Global Target Engine

"model" defines which model you will use by default. Importantly, it must match the model alias defined in llama.cpp. The [64k] suffix is a hint to Claude as to what the model maximum context window is. This will help Claude not to be overly eager when indexing local filesystems to preserve your context.

Tip

Again I recommend going back and forth with Gemini to find a set of configurations that will work best for your hardware.

With Claude configured, open up a shell and type:

claude

Claude-Code-CLI

Congratulations!

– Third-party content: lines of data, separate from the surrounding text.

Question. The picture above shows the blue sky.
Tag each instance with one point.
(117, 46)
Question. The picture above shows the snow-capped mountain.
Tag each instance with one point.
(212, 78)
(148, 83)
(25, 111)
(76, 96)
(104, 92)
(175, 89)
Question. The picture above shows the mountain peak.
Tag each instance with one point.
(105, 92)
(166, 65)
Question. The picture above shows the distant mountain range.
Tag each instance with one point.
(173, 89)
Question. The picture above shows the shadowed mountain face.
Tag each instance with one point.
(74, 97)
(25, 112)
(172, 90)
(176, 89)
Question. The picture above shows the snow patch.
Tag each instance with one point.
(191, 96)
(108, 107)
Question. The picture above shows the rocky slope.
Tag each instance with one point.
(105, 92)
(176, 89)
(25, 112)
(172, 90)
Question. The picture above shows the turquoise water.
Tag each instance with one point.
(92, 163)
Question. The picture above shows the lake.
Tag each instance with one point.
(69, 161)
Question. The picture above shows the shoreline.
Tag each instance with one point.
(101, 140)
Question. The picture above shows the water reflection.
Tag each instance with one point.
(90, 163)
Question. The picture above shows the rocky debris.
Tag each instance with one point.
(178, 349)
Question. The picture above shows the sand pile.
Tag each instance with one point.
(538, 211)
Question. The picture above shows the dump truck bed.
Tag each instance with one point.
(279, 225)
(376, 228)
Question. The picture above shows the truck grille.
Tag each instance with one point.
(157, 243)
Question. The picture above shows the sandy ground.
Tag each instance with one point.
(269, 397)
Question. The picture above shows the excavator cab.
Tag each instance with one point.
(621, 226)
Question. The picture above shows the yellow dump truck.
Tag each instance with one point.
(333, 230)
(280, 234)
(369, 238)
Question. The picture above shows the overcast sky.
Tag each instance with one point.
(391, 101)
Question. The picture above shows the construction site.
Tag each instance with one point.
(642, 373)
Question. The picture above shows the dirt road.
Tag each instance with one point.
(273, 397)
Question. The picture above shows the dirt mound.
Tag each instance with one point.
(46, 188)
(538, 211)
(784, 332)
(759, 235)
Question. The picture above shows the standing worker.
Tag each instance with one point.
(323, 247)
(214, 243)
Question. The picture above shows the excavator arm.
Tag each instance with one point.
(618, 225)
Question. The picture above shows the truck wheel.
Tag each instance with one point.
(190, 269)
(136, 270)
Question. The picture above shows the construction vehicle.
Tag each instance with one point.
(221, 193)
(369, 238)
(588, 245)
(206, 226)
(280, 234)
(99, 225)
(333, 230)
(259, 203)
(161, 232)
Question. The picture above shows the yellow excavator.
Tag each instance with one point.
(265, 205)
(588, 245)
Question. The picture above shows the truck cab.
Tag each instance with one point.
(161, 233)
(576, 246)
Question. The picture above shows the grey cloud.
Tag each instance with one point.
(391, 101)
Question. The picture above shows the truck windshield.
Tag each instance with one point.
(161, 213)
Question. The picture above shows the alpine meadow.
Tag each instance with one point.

You now have a fully-local Claude Code instance backed by llama.cpp!

VSCode Plugin Still Works!

The Claude Code VS Code Plugin still works provided you follow the steps for using third party providers, namely, disabling the login prompt.

Claude-Code-Plugin

With that, you should be good to open up the Claude Code extension and get coding!

Additional Reading

What Is the Best Local LLM for Coding in 2026? by Anubhav
Local LLMs in Real Work: Gemma 4, Qwen 3.6, and Qwen Coder by Tort Mario

Delve Data

llama.cpp provides direct, fine-grained control over model inference without middleware abstractions, enabling aggressive optimization for high-performance local deployment.
Hugging Face hosts a diverse ecosystem of models with different trade-offs between parameter count, reasoning capability, and memory footprint.
Community-optimized model variants unlock domain-specific performance without retraining from scratch.
Claude Code's configurable settings (CLAUDE_CODE_SIMPLE, CLAUDE_CODE_DISABLE_GIT_INSTRUCTIONS, context windows) preserve limited local inference budgets by stripping away telemetry and non-essential traffic.
Port aliasing (port 11434 mirrors native Ollama) enables seamless drop-in compatibility with extensions and IDE plugins without custom API configurations.
Using local LLMs with Claude Code enables private, offline AI-assisted development with full control over inference parameters and model behavior.